Millman agrees that’s possible. He said the benefits of increased lean muscle mass, quicker recovery from workouts and injury, and boosts in strength and power reported by andro users, could be due entirely to a placebo effect or other substances they may be taking, such as creatine, which McGwire also uses.
“Ballplayers take a bewildering array of vitamins and minerals to be able to train better, to be able to play better, to be able to concentrate more,” Millman said. “And the belief systems are profound about the efficacy of these various things. The one thing we’re clear about is that the knowledge here is really incomplete. We just have to get the information.”
If the Harvard study shows andro really doesn’t boost overall testosterone levels, Millman said, that might serve just as effectively as a ban because players probably would stop taking the supplement.
Yet even a finding of significant hikes in testosterone would leave baseball in a quandary, because any harmful effects from andro would probably not be shown for a long time.

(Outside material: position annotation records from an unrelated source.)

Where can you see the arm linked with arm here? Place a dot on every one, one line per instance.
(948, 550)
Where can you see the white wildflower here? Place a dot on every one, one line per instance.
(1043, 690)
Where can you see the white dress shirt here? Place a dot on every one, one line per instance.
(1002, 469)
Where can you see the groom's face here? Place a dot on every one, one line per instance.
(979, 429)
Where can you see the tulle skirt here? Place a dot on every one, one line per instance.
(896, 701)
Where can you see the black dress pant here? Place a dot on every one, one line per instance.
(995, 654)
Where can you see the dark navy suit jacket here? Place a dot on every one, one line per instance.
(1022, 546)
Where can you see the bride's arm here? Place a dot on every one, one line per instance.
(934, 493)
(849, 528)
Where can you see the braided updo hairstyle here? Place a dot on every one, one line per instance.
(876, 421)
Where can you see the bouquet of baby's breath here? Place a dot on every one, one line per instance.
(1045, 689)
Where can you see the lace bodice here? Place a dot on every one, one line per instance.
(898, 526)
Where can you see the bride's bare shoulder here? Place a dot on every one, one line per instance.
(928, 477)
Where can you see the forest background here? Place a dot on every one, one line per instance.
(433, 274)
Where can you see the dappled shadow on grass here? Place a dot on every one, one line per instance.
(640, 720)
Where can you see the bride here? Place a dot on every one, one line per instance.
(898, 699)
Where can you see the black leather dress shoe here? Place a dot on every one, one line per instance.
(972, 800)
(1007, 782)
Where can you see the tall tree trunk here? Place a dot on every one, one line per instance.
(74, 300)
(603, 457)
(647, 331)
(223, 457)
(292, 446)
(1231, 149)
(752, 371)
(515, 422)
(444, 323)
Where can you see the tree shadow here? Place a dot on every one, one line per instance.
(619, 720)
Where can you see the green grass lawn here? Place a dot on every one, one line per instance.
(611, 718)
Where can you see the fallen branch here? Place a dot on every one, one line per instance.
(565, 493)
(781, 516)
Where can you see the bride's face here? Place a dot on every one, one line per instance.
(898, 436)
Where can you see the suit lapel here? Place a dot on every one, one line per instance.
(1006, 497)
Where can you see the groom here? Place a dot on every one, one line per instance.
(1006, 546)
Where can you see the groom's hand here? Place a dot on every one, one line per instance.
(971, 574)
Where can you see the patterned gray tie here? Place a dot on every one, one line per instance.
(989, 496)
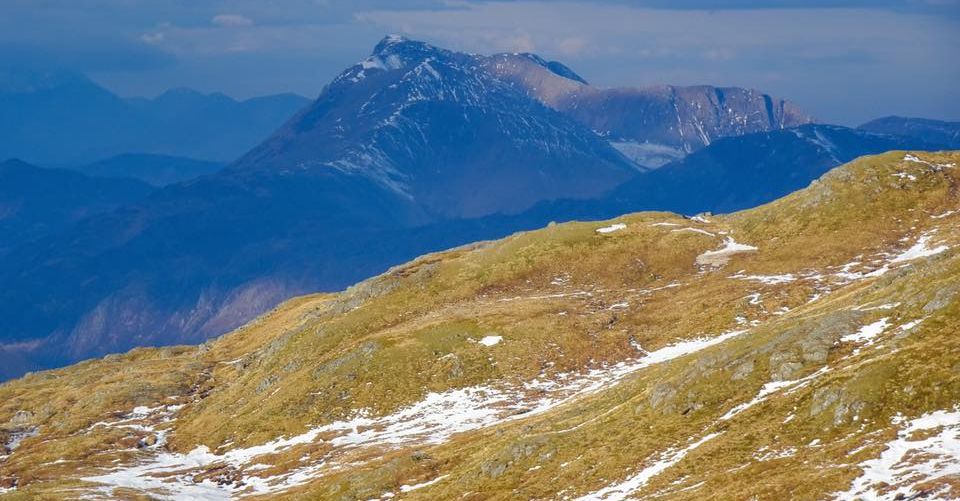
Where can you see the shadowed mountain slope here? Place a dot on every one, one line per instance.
(730, 357)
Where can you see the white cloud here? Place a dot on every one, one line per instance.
(231, 20)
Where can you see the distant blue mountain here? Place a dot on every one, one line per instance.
(411, 150)
(157, 170)
(62, 118)
(37, 202)
(933, 131)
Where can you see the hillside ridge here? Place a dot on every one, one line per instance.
(651, 355)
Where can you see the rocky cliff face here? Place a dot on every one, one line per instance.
(804, 349)
(653, 125)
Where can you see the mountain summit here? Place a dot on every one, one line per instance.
(437, 128)
(648, 357)
(413, 149)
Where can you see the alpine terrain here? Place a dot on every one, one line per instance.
(804, 349)
(413, 149)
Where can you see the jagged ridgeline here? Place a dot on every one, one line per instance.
(804, 349)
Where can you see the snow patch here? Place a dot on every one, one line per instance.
(719, 257)
(868, 332)
(919, 250)
(908, 461)
(491, 340)
(612, 228)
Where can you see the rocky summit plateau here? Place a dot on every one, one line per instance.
(804, 349)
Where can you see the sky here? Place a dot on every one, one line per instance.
(844, 61)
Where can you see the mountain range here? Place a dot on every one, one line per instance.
(411, 150)
(64, 119)
(652, 356)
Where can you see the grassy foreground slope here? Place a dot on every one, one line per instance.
(805, 349)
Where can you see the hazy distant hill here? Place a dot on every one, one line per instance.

“Steroid hormones are unlike almost any other drug we know, in that the adverse effects are usually distant from the time of use,” said Dr. Gary Wadler, a steroid expert and associate professor of clinical medicine at the NYU School of Medicine. “At the same time we’re dealing with young people who have a sense of invincibility to start with. Telling them that something may happen 10 years down the line, to them that’s never.
“But there are serious effects, they’re delayed, and they’re impacting on young people. Yet these hormones are selling like hot cakes,” said Wadler, who will act as an adviser to baseball. “It’s just an inevitability that, as the pool of people who use these steroids increases, there will be a larger number of people who develop side effects. It’s getting more outrageous and disconcerting.”